I cannot personally conclude that Jesus was a liar or a lunatic. The only other alternative is that he was--and is--the Christ, the Son of God, as he claimed. But in spite of the logic and evidence, many people cannot seem to bring themselves to this conclusion.
In "The Da Vinci Code" Dan Brown claims, "By officially endorsing Jesus as the Son of God, Constantine turned Jesus into a deity who existed beyond the scope of the human world, an entity whose power was unchangeable." Novelist Brown wants people to believe the idea that Christ's deity was invented at the Council of Nicea. Although discussed prominently in popular culture, the "fact" has been rejected by well over 99.9 percent of biblical scholars who study documented history. Here's why.
The New Testament itself provides the earliest evidence for the belief that Jesus is divine. Since these these documents were composed in the first century just decades after the events surrounding Jesus, they predate the Council of Nicea by more than two centuries. While they were written by different people for a variety of purposes, once unmistakable theme they share is that Christ is God.
The ante-Nicene fathers provide additional support that Jesus was considered divine long before the council of Nicea. The ante-Nicene fathers were early Christian thinkers who lived after the close of the New Testament period (c. 100), yet before the council of Nicea (325). The ante-Nicene fathers included men such as Justin Martyr, Ignatius, and Irenaeus. There is no doubt that they understood Jesus to be divine. Consider some quotes from their ancient works:
-Ignatius of Antioch (AD 110): "God incarnate...God Himself appearing in the form of Man."

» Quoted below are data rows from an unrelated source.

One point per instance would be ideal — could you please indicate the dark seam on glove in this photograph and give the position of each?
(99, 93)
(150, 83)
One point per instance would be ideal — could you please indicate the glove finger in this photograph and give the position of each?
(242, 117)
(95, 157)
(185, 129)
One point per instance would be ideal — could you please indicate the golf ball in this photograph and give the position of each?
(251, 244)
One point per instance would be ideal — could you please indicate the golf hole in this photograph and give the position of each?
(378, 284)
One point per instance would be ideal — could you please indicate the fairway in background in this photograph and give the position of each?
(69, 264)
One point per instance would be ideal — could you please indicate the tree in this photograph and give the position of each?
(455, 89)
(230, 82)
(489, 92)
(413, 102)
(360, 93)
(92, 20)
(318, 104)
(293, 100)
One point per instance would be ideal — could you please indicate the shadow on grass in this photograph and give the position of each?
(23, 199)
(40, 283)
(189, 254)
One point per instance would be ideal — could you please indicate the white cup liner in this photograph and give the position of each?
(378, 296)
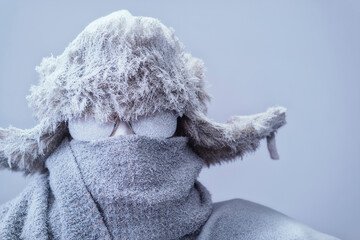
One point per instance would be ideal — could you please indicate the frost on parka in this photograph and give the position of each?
(131, 66)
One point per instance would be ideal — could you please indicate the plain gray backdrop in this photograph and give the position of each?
(304, 55)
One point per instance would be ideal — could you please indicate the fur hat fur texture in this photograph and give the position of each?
(131, 66)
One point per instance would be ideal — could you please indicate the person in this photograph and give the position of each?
(123, 135)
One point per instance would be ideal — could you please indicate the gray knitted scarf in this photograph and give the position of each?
(127, 188)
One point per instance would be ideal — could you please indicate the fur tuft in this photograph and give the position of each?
(216, 142)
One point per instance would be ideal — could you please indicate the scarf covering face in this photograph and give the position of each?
(129, 187)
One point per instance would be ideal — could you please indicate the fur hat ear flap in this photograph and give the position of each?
(217, 142)
(26, 150)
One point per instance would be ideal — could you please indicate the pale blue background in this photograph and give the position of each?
(304, 55)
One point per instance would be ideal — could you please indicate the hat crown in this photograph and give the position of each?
(132, 66)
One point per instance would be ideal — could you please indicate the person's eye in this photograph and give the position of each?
(160, 125)
(88, 129)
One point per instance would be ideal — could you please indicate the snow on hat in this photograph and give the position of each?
(133, 67)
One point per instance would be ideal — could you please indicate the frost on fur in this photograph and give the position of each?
(216, 142)
(26, 150)
(132, 66)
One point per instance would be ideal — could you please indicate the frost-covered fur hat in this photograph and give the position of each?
(131, 66)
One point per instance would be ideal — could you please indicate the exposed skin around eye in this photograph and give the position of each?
(159, 125)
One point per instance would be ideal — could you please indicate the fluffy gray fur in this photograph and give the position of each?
(117, 188)
(132, 66)
(26, 150)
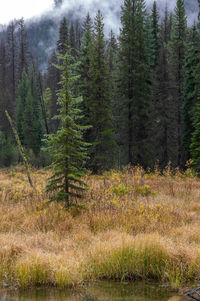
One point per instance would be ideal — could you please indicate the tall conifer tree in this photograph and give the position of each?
(178, 48)
(66, 145)
(101, 133)
(134, 83)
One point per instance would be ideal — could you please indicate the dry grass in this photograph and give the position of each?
(134, 226)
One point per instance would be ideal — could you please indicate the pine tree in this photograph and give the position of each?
(195, 141)
(11, 65)
(178, 48)
(191, 91)
(63, 40)
(83, 70)
(101, 133)
(23, 49)
(72, 41)
(165, 141)
(53, 79)
(66, 146)
(134, 86)
(155, 32)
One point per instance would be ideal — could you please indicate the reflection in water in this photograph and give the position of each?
(101, 291)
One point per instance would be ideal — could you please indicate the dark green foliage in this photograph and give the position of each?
(155, 33)
(191, 90)
(66, 146)
(63, 40)
(165, 140)
(134, 84)
(101, 133)
(178, 48)
(72, 40)
(195, 142)
(8, 151)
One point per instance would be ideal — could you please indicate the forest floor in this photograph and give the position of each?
(133, 226)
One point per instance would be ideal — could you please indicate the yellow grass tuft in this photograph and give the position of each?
(135, 226)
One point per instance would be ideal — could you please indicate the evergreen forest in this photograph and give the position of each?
(135, 97)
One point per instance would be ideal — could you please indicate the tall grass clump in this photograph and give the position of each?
(131, 225)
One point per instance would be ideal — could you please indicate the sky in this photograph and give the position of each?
(15, 9)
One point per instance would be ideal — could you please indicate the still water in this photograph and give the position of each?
(101, 291)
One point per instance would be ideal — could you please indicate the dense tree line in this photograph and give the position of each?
(139, 93)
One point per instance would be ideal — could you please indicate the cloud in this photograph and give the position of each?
(111, 9)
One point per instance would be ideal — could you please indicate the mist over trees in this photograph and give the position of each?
(139, 91)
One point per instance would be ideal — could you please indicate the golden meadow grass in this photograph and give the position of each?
(134, 226)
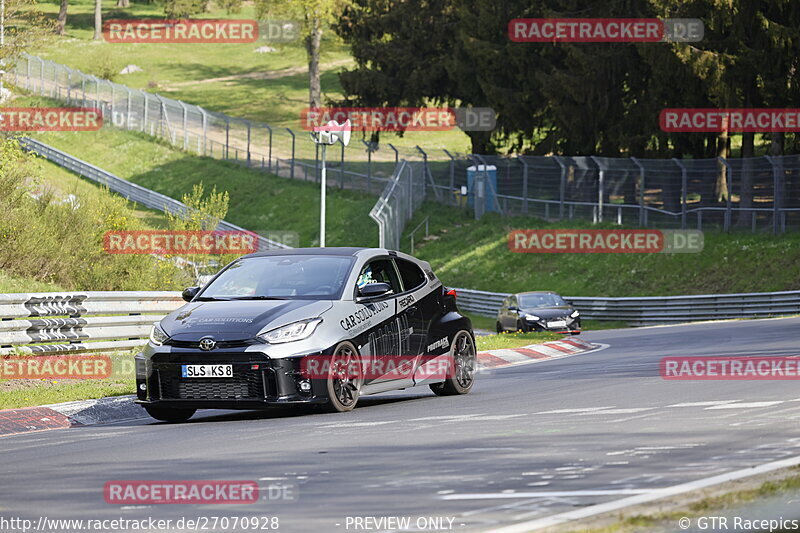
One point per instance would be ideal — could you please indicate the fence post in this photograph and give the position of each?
(127, 108)
(146, 104)
(684, 184)
(521, 159)
(562, 188)
(451, 196)
(728, 204)
(642, 219)
(341, 169)
(227, 137)
(291, 169)
(269, 155)
(205, 126)
(776, 195)
(249, 127)
(600, 188)
(185, 125)
(369, 164)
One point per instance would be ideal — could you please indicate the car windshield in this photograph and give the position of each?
(540, 300)
(291, 277)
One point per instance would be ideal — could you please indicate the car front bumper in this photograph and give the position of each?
(257, 382)
(572, 325)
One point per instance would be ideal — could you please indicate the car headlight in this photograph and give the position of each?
(291, 332)
(158, 336)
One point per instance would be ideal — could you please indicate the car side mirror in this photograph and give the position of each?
(189, 293)
(374, 289)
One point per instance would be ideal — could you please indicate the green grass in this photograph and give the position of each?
(13, 283)
(474, 254)
(514, 340)
(44, 392)
(176, 70)
(258, 201)
(15, 393)
(717, 505)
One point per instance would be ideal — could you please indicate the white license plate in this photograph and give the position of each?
(207, 371)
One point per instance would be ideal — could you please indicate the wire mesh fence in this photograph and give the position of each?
(755, 194)
(403, 194)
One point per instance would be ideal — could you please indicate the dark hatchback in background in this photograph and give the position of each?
(538, 311)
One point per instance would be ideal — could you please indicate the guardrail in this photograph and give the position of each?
(651, 310)
(51, 323)
(125, 188)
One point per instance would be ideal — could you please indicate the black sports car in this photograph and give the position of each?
(538, 311)
(313, 325)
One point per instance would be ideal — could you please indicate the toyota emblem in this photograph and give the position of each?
(207, 344)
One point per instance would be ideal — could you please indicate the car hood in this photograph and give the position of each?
(548, 312)
(237, 320)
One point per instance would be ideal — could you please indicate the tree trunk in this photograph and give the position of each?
(98, 20)
(312, 51)
(722, 178)
(61, 21)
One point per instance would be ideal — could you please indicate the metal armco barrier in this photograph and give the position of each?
(131, 191)
(651, 310)
(52, 323)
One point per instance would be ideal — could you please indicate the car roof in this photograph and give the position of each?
(336, 251)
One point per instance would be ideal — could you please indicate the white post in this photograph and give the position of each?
(322, 202)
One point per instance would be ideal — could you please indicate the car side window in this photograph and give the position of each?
(411, 274)
(379, 271)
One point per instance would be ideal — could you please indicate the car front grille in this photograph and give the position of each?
(220, 345)
(244, 385)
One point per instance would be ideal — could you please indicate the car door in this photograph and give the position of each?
(416, 304)
(386, 342)
(512, 313)
(501, 314)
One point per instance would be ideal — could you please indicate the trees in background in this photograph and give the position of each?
(314, 16)
(576, 98)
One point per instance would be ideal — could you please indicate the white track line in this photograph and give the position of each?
(615, 505)
(545, 494)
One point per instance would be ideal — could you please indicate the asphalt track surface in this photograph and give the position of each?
(529, 442)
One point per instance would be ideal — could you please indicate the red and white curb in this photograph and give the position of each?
(69, 414)
(534, 353)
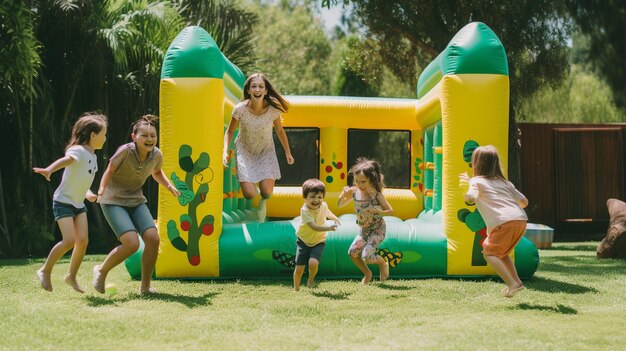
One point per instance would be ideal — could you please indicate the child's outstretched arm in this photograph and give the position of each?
(334, 218)
(282, 136)
(54, 166)
(345, 197)
(470, 191)
(228, 136)
(160, 178)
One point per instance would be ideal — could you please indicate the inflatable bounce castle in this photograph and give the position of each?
(210, 231)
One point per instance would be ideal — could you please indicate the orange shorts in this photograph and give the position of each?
(503, 238)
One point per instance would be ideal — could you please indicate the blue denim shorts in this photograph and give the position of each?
(62, 210)
(124, 219)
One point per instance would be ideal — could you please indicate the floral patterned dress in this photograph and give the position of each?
(256, 155)
(373, 229)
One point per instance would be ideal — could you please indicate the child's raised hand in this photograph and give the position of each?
(464, 181)
(43, 171)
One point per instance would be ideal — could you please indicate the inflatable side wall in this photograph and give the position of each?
(210, 231)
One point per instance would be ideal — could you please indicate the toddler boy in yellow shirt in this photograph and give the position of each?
(312, 231)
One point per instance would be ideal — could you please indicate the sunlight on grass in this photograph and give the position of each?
(574, 301)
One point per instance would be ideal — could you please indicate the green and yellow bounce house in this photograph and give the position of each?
(210, 231)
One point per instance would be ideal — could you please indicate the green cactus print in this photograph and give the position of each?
(197, 172)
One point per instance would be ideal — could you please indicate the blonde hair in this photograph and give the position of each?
(87, 123)
(149, 120)
(314, 186)
(371, 169)
(272, 97)
(486, 162)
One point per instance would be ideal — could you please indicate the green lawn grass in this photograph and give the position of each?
(573, 302)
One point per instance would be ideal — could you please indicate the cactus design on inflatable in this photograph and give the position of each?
(209, 232)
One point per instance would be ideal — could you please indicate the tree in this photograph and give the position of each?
(293, 50)
(230, 26)
(534, 34)
(19, 62)
(605, 24)
(349, 80)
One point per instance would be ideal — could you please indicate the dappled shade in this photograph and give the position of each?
(614, 243)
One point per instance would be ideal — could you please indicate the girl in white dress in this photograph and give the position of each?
(255, 115)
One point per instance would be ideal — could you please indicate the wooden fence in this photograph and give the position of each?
(568, 173)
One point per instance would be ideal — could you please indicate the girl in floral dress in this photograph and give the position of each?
(370, 205)
(255, 115)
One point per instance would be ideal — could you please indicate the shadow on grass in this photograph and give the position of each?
(574, 247)
(340, 295)
(186, 300)
(555, 286)
(556, 309)
(20, 262)
(577, 265)
(388, 286)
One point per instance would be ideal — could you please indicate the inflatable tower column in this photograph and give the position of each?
(191, 130)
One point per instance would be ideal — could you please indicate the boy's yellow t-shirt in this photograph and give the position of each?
(309, 236)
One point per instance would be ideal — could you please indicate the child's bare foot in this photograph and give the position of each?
(44, 279)
(384, 271)
(367, 278)
(98, 280)
(74, 284)
(511, 291)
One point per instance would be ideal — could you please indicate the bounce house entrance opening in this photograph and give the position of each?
(304, 144)
(392, 148)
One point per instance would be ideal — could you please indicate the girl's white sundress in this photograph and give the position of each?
(256, 155)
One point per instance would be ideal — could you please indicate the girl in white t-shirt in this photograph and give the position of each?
(80, 163)
(501, 206)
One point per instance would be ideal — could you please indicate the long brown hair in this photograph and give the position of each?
(272, 97)
(371, 169)
(486, 162)
(87, 123)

-Justin of Martyr (AD 100-165): "...being the First-begotten Word of God, is even God."
-Irenaeus (AD 177): "...the Father is God and the Son is God; for He who is born of God is God."
-Melito of Saris (circa AD 177): "He was man, yet He is God."

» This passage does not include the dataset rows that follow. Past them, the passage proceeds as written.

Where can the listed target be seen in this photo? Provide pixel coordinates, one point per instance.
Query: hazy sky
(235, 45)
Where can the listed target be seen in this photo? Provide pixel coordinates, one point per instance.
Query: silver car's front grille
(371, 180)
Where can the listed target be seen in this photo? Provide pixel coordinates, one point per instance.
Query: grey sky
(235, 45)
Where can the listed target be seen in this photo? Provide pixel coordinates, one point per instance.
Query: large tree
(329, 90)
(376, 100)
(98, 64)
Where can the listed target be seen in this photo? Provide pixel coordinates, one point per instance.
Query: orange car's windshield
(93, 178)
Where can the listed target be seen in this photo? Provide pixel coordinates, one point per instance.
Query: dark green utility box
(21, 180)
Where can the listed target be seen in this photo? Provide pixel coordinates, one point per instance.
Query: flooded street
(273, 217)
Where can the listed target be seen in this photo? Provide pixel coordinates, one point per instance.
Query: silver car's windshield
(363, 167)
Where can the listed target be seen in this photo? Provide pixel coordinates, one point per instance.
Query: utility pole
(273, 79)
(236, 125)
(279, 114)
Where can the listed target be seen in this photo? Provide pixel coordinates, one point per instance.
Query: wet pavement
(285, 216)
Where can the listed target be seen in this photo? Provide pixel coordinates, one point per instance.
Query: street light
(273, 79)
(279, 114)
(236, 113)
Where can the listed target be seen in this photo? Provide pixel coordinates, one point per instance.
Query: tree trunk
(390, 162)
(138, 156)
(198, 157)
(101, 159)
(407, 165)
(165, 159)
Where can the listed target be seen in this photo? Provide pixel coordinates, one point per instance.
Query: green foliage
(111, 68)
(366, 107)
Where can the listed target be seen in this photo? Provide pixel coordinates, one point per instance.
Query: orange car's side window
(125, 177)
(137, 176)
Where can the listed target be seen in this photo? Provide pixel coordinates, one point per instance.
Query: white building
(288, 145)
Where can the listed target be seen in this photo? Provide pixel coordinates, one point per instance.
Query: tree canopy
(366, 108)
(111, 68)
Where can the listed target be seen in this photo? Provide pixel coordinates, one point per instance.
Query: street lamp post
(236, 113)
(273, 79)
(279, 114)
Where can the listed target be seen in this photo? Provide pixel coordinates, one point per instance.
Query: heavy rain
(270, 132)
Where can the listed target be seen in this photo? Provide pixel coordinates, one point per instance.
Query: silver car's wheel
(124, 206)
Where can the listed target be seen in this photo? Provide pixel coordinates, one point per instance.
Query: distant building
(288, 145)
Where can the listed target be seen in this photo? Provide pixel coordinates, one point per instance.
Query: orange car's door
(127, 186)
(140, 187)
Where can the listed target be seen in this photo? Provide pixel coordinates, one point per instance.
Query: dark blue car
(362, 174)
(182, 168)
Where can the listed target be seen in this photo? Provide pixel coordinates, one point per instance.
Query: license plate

Probably the most convincing evidence that Jesus was considered divine before Nicea comes from non-Christian writers. The Greek satirist Lucian of Samosata (c. AD 170), the Roman philosopher Celsus (c. 177), and the Roman governor Pliny the Younger (c. 112) make it clear that early Christian understood Jesus as divine. Pliny persecuted Christians because of their belief that Jesus was divine. Pliny acknowledged. "They had met regularly before dawn on a fixed day to chant verses alternately among themselves in honour of Christ as if to a god."

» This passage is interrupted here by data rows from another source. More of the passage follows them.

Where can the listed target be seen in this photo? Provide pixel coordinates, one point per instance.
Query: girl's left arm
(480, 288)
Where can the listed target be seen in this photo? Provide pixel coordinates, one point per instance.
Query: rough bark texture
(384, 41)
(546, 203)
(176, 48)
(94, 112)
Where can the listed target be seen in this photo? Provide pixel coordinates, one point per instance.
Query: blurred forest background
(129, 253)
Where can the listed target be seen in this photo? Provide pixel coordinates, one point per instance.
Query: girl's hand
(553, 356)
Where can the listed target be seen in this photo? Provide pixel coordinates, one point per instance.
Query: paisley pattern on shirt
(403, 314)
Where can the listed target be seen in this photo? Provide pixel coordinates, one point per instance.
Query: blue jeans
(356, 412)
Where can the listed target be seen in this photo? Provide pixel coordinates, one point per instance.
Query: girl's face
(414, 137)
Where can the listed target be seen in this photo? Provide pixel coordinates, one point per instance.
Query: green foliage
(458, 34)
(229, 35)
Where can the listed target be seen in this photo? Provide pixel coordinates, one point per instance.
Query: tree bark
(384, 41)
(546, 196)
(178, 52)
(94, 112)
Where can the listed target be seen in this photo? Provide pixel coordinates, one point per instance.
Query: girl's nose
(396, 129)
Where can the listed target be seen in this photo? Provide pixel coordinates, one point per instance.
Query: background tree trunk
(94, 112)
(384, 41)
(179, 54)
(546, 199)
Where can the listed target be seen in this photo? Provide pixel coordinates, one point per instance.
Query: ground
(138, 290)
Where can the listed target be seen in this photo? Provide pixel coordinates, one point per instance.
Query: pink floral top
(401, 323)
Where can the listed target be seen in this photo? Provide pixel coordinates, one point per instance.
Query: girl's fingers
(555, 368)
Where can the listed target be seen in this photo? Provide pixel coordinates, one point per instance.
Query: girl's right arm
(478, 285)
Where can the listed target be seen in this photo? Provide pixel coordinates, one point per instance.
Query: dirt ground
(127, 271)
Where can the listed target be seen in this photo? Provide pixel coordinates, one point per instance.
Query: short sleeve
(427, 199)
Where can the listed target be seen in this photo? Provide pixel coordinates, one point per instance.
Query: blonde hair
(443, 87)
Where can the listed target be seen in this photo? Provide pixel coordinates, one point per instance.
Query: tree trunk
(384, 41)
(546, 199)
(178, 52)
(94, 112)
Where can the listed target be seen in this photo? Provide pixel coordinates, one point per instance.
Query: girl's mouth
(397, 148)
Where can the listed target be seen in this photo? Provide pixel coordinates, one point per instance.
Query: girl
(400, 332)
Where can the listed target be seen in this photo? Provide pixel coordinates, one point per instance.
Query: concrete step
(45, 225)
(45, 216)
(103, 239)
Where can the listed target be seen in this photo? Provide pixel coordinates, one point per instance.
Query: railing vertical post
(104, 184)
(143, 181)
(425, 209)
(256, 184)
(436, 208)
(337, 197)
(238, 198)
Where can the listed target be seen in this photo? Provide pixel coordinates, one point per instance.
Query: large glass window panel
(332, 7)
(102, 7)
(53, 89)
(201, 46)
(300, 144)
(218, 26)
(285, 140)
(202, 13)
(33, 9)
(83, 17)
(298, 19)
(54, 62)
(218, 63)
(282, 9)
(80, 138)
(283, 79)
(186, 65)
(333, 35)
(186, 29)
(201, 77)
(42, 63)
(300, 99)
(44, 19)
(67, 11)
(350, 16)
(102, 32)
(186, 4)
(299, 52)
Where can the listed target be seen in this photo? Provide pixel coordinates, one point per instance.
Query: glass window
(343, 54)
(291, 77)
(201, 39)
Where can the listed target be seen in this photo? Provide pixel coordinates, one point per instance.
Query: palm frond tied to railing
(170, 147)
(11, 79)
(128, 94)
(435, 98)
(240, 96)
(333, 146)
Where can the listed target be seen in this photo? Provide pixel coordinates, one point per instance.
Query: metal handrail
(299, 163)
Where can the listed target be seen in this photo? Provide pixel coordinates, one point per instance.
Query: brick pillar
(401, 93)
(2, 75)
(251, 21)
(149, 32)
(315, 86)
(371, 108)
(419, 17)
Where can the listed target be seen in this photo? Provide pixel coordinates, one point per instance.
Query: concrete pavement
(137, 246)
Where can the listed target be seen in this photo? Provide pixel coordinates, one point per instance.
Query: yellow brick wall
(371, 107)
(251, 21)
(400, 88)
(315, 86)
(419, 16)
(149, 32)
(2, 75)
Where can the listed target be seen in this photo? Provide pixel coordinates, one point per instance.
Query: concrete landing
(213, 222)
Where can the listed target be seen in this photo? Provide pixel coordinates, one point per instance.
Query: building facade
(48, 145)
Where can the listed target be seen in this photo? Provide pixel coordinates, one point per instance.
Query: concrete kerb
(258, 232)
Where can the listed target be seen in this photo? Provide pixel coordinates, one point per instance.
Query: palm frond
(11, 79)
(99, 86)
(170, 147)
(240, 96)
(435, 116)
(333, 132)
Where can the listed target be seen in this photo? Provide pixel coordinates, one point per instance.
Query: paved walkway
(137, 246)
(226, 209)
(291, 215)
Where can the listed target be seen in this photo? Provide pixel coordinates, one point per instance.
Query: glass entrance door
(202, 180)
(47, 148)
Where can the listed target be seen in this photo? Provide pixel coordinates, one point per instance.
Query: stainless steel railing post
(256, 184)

Given these facts, in addition to many more, the authors of "Reinventing Jesus" conclude: "To Suggest that Constantine has the ability--or even the inclination--to manipulate the council into believing what it did not already embrace is, at best, a silly notion." The evidence is clear: Jesus was believed to be divine long before the council of Nicea.
When I discuss the material in this chapter with most Jewish or Muslim people, their response is quite interesting. I share with them the claims Jesus made about himself and then put to them the options: Was he contained in the trilemma (liar, lunatic, or Lord)? When I ask if they believe Jesus was a liar, they give me a sharp "No!" Then I ask, "Do you believe he was a lunatic?" Their reply is, "Of course not." "Do you believe he is God?" Before I can get a word in edgewise, I hear a resounding "Absolutely not!" Yet one has no more choices.
The issue with these three alternatives is not which is possible, for obviously all three are possible. Rather, the question is, "Which is most probable?" You cannot put him on the shelf merely as a great moral teacher or a prophet. That is not a valid option. He is either a liar, a lunatic, or Lord and God. You must make a choice. Your decision about Jesus must be more than an idle intellectual exercise. As the apostle John wrote, "These are written so that you may continue to believe that Jesus is the Messiah, the Son of God, and"--more important--"that by believing in him you will have life by the power of his name" (John 20:31).
The evidence is clearly in favor of Jesus as Lord.